But, in the past few years, some sections of the town's population have drifted away from the city limits, acquired vast stretches of land in the suburbs and constructed big buildings.

One such place is Kabretar, about five kilometres from the town centre with only a dirt road leading towards it. A stranger in the town would have no idea that the stony and pot-holed road led to a cluster of high-rise buildings and plush bungalows quietly nestled within the once thick undergrowth. Kabretar, once a quiet place, has become a beehive of activity.


Phuentsholing, Bhutan's commercial hub

Kabretar's growth

In Kabretar scores of labourers from Jaigaon are engaged in constructing new buildings, some complete and some halfway. In the early 70s Kabretar was teeming with citrus mandarin orchard but by the end of the seventies , the productivity from the orchards decreased and villagers resorted to farming. Framers plant dal, maize, gingers and wild potatoes. But by the early late eighties most of the villagers in Kabretar found it easier to sell some portions of their lands and live off the proceeds. A lot of farmers sold their land. And as a testimony the single-storied house, built at a cost of about Nu 1,800 in 1978, still stands strong. Within a short span of time the price of land in Kabretar sky-rocketed, from about Nu 1,300 for half an acre in 1974 to about Nu 6,000 a decimal today. Farmers built instead of single-story house a new double-storied building by selling their land. Their buildings are rented out to eager tenants.

The high rent and shortage of apartments in the Phuentsholing proper is another reason behind the growth of Kabretar where many people come seeking cheap accommodation. "I pay Nu 3,000 for my place while the same would cost nearly double in Phuentsholing," said one of the tenants. Another said that he was willing to travel the long and dusty road everyday because the rent, Nu 2,500 for two rooms, a kitchen and a toilet, was a good bargain. Meanwhile, the dzongkhag has stopped further constructions until soil stability and other necessary surveys are done. "There are more than 20 buildings and bungalows in Kabretar as of now but I can bet that many more would come up in the near future," said an old resident of Kabretar. "Changes are wont to happen but I never knew it would be this fast and in this manner," he added.


Urban poverty: Stark realities

An urban poverty study undertaken recently says that although there is little or no abject poverty in the country, urban poverty is an emerging phenomenon in Bhutan. The study carried out by the ministry of communications and the central statistical organisation along with a Danish consultancy firm states that migrants from rural areas constitute the bulk of the poor and low-income group in urban areas. The draft report highlights the high rate of rural urban migration, shortage and rising cost of land and housing, and lack of sufficient urban services as conditions that breed urban poverty. According to the report, the urban poor are also vulnerable to eviction and loss of livelihood.

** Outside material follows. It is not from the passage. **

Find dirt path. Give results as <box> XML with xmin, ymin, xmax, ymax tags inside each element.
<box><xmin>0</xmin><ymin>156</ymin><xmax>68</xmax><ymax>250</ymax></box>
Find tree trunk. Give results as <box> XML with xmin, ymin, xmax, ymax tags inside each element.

In Thimphu, among the 140 households covered during the survey, 43 percent of school children had completed primary education while 40 percent were illiterate. In Phuentsholing, however, 65 percent of the children were illiterate. The report, which is divided into quantitative and qualitative parts, states that the qualitative part consists of interviews with three categories of people - key informants, the focus group, and case studies. The draft report further states that "the case studies do not claim to be representative of poverty study in Bhutan."

"Case studies are part of the qualitative input which have been selected in a way that focuses on characteristics of poverty and how society has reacted to the behavior of poor individuals or groups," it says. The case studies are respondents' perception of poverty and the report says that "what people tell may not be in agreement with the rules and regulations of the country." Six enumerators had carried out the survey in a total of 240 households in Thimphu and Phuentsholing.